Die Anwendung des § 44 des Eisenbahnenteignungsgesetzes 1954 (Wiederverlautbarung) im Wege des Art. 13 des Verwaltungsentlastungsgesetzes, BGBl. Nr. 277/1925, kommt im gegebenen Zusammenhang aus folgenden Gründen nicht in Betracht:
Gemäß Art. 13 des Verwaltungsentlastungsgesetzes finden, soferne die Gesetze Enteignungen zulassen und nichts anderes anordnen, für das bei der Durchführung der Enteignung und bei der Festsetzung der Entschädigung zu beobachtende Verfahren sinngemäß die Bestimmungen des Gesetzes vom 18. Februar 1878, RGBl. Nr. 30, betreffend die Enteignung zum Zwecke der Herstellung und des Betriebes von Eisenbahnen, Anwendung.
Gemäß § 44 des Eisenbahnenteignungsgesetzes sind die Kosten des Enteignungsverfahrens und der gerichtlichen Feststellung der Entschädigung, soweit sie nicht durch ein ungerechtfertigtes Einschreiten einer Partei hervorgerufen wurden, vom Eisenbahnunternehmen zu bestreiten.
Sowohl Art. 13 des Verwaltungsentlastungsgesetzes als auch § 44 des Eisenbahnenteignungsgesetzes setzen eine "Enteignung", also die gänzliche oder teilweise Entziehung eines vermögenswerten Privatrechtes durch Verwaltungsakt, voraus (vgl. Korinek/Pauger/Rummel, Handbuch des Enteignungsrechts, S. 20 und 60). Demgegenüber stellt die im § 47 O.ö. Tourismus-Gesetz 1990 vorgesehene Zwangsrechtseinräumung durch Öffnung und Absperrung von Privatwegen und Tourismuszielen eine "bloße Eigentumsbeschränkung" dar (vgl. in diesem Zusammenhang Korinek/Pauger/Rummel, a.a.O., S. 20). Auf eine solche Eigentumsbeschränkung findet somit Art. 13 des Verwaltungsentlastungsgesetzes nicht Anwendung.

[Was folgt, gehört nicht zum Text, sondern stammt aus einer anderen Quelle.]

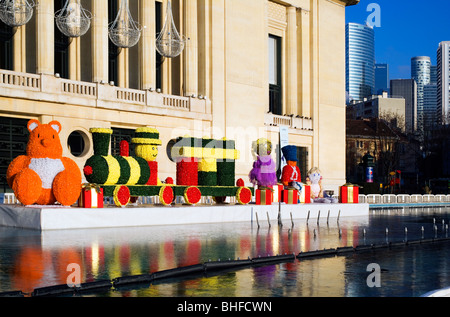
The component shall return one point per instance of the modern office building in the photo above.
(360, 61)
(381, 78)
(407, 89)
(433, 74)
(219, 86)
(421, 73)
(381, 107)
(443, 82)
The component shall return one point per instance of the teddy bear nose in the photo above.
(45, 142)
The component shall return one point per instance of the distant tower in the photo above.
(381, 78)
(443, 82)
(421, 73)
(407, 88)
(360, 61)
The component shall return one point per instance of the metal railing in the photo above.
(377, 199)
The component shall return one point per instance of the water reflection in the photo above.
(30, 259)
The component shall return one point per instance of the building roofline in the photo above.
(350, 2)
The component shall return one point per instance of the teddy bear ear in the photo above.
(55, 125)
(33, 124)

Die belangte Behörde konnte daher ohne Rechtsirrtum davon ausgehen, daß im vorliegenden Fall der Beschwerdeführerin kein Kostenersatzanspruch zusteht.
Aus diesen Gründen erweist sich die Beschwerde als nicht berechtigt. Sie war daher gemäß § 42 Abs. 1 VwGG als unbegründet abzuweisen.
Die Kostenentscheidung stützt sich auf die §§ 47 ff VwGG, insbesondere deren Art. III Abs. 2. Der Kostenzuspruch erfolgte im begehrten Umfang.